InfoGAN¶

Please note that this is an optional notebook meant to introduce more advanced concepts. If you’re up for a challenge, take a look and don’t worry if you can’t follow everything. There is no code to implement—only some cool code for you to learn and run!

Goals¶

In this notebook, you're going to learn about InfoGAN in order to generate disentangled outputs, based on the paper, InfoGAN: Interpretable Representation Learning by Information Maximizing Generative Adversarial Nets by Chen et. al. While there are many approaches to disentanglement, this is one of the more widely used and better known.

InfoGAN can be understood like this: you want to separate your model into two parts: $z$, corresponding to truly random noise, and $c$ corresponding to the "latent code." The latent code $c$ which can be thought of as a "hidden" condition in a conditional generator, and you'd like it to have an interpretable meaning.

Now, you'll likely immediately wonder, how do they get $c$, which is just some random set of numbers, to be more interpretable than any dimension in a typical GAN? The answer is "mutual information": essentially, you would like each dimension of the latent code to be as obvious a function as possible of the generated images. Read on for a more thorough theoretical and practical treatment.

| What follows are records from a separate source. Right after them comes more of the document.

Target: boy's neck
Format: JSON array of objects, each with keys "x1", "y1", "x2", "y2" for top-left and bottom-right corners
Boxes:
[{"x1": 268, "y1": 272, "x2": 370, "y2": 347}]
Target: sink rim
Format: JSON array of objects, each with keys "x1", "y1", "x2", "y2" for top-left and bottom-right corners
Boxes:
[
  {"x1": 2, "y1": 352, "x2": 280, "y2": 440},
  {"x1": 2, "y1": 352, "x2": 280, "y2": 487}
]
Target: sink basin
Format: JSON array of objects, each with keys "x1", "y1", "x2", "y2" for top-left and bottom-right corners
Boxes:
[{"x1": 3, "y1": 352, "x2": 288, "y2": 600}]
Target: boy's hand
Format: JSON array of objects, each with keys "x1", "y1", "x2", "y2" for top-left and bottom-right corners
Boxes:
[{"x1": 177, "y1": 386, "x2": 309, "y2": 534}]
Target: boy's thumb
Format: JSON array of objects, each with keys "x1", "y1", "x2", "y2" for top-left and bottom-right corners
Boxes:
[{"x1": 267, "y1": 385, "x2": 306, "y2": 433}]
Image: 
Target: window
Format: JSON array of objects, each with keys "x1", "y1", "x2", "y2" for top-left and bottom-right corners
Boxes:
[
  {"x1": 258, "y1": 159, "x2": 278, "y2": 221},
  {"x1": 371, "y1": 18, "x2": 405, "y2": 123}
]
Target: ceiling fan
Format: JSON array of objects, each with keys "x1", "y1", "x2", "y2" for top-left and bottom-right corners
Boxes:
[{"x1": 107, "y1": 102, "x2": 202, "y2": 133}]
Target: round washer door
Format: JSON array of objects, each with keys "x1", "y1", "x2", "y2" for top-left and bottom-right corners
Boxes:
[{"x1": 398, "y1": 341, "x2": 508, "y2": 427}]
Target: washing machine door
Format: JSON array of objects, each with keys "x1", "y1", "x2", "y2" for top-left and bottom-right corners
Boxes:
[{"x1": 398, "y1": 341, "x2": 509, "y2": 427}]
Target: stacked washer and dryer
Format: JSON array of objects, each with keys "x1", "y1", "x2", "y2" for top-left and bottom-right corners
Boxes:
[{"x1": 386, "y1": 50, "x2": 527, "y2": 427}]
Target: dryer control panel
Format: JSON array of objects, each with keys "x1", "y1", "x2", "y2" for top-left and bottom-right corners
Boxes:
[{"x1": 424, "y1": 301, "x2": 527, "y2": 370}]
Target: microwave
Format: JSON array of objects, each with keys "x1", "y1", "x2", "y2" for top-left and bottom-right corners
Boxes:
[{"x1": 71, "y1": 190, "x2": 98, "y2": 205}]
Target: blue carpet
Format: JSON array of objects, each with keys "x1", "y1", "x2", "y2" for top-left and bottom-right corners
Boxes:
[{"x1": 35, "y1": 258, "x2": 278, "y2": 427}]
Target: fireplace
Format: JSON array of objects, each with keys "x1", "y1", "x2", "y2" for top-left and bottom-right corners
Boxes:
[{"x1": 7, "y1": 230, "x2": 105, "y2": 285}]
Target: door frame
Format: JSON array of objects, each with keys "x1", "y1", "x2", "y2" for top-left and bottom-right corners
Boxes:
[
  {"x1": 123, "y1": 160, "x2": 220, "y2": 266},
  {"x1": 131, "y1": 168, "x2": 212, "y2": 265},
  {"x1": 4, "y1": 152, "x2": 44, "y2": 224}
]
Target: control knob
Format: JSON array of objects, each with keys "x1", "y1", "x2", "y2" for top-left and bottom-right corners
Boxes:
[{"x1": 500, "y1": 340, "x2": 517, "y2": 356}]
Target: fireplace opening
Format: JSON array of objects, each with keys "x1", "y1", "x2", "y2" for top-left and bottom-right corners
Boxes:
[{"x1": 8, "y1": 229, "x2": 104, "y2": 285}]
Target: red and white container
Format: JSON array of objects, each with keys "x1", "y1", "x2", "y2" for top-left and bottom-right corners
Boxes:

Formally: Variational Lower Bound¶

The information entropy) ${H} (X)=-\sum _{i=1}^{n}{P(x_{i})\log P (x_{i})}$ can be understood to the amount of "information" in the distribution $X$. For example, the information entropy of $n$ fair coins is $n$ bits. You've also seen a similar equation before: the cross-entropy loss. Moreover, mutual information $I(X;Y) = H(X) - H(X\vert Y)$, which the authors of InfoGAN describe as (intuitively) the "reduction of uncertainty in $X$ when $Y$ is observed."

In InfoGAN, you'd like to maximize $I(c; G(z, c))$, the mutual information between the latent code $c$ and the generated images $G(z, c)$. Since it's difficult to know $P(c | G(z, c))$, you add a second output to the discriminator to predict $P(c | G(z, c))$.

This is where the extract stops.